Für die Klimapolitik ist es eine gute Nachricht. Kanadas Premier Justin Trudeau kann weiterregieren. Bei den gestrigen Parlamentswahlen verloren die Liberalen zwar ihre bisherige absolute Mehrheit. Für einen knappen Sieg reichte es dennoch.
Trudeaus Partei büßte rund sechs Prozentpunkte ein und landete bei rund 33 Prozent. Die Konservativen als größte Oppositionspartei kamen auf gut 34 Prozent. Dank des Mehrheitswahlrechts in Kanada kommen die Liberalen trotzdem auf mehr Sitze.
Die Liberalen holen voraussichtlich 157 Sitze und bleiben damit deutlich unter den 184 Mandaten, die sie bei den letzten Wahlen 2015 errungen hatte. Die Konservativen erhalten 121 Sitze.
Für eine absolute Mehrheit wären 170 der 338 Sitze nötig. Trudeau dürfte nun eine Minderheitsregierung bilden, die auf die Unterstützung kleinerer Parteien angewiesen ist – für Kanada nichts Ungewöhnliches.
Als Trudeau die letzten Wahlen 2015 gewann, trat er mit großen Klimaschutzversprechen an. Sein Vorgänger, der Konservative Stephen Harper, war bekennender "Klimaskeptiker". Er stieg 2011 aus dem Kyoto-Protokoll aus und befeuerte in seiner neunjährigen Amtszeit den Boom der klimaschädlichen Teersand-Industrie, besonders in Harpers Heimatprovinz Alberta.
Trudeau versprach eine klimapolitische Wende: Priorität für Umwelt- und Klimaschutz, Umbau des Energiesektors, konstruktive Beteiligung an der internationalen Klimapolitik.
Nicht alle Versprechen hat Trudeau eingelöst. Zwar führte er eine landesweite CO2-Steuer mit einem Mindestpreis ein. Er ergänzte das Umweltministerium um den Bereich "Klimawandel".
Klimapolitisch auf der Weltbühne erfolgreicher als zu Hause
Und seine Regierung spielt auf Klimakonferenzen die angekündigte positive Rolle. Auf dem Klimagipfel 2017 in Bonn etwa schmiedete Kanada gemeinsam mit Großbritannien eine globale Allianz gegen Kohle. Im März dieses Jahres trat auch Deutschland dem Bündnis bei.

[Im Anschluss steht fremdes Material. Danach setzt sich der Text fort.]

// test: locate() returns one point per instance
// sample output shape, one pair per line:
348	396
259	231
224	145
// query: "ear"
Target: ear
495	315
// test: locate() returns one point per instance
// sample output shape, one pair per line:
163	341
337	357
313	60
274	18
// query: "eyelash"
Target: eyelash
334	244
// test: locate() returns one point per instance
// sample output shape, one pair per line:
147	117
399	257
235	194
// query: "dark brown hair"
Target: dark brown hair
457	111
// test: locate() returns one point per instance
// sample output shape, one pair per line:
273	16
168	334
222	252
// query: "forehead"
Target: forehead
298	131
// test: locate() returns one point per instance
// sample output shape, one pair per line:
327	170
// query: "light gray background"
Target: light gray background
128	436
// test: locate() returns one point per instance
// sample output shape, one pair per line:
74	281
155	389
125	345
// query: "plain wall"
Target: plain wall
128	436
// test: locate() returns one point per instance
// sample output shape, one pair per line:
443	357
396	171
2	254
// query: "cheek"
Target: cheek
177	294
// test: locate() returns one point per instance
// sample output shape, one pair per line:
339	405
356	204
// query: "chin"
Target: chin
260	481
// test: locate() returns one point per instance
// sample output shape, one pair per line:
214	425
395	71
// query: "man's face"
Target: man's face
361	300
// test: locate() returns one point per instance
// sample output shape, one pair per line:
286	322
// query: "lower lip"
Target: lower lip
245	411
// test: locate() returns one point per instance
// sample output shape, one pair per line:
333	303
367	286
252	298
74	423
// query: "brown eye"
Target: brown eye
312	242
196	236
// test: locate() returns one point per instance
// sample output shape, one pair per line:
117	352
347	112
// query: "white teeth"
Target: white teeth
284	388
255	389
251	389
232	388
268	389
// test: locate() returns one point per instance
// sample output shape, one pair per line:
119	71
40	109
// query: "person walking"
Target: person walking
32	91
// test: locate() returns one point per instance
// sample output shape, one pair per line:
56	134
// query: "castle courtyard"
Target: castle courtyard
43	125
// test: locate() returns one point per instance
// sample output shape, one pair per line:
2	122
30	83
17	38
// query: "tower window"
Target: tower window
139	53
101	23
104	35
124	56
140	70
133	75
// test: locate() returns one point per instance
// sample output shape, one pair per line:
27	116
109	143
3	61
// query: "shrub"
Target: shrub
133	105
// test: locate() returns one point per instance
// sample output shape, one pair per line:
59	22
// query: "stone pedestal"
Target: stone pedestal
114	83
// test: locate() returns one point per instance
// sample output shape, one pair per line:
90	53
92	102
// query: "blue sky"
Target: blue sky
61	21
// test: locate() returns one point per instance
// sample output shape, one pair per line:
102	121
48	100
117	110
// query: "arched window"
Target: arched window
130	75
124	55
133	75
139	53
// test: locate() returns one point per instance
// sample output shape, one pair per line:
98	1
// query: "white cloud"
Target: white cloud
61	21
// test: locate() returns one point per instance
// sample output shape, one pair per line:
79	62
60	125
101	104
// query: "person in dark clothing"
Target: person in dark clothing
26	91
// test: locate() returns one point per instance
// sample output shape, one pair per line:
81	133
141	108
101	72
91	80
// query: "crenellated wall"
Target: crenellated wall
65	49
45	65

Auf der anderen Seite genehmigte Trudeau dennoch Öl-Pipelines und gab 4,5 Milliarden kanadische Dollar – umgerechnet rund drei Milliarden Euro – für den Kauf einer Pipeline aus, welche die Teersandfelder in Alberta mit der Westküste des Landes verbindet.
Trudeaus Pipeline-Entscheidungen zeigen das ganze Dilemma, in dem sich Regierungen von Ölländern befinden, die klimapolitisch etwas bewegen wollen.
Die Klimaschützer waren enttäuscht. Doch die Wähler der Ölprovinzen Alberta und Saskatchewan honorierten Trudeaus Entgegenkommen für die Gas- und Ölindustrie keineswegs. Bei den gestrigen Wahlen holten die Liberalen dort kein einziges Mandat.
Doch trotz aller Enttäuschung – bei einem Wahlsieg der Konservativen hätte ein Kanada ein klimapolitisches Rollback erlebt. Ihr Spitzenkandidat Andrew Scheer hatte für den Fall angekündigt, Trudeaus Klimapolitik sofort zurückzudrehen. Das haben die Wähler nun erstmal verhindert.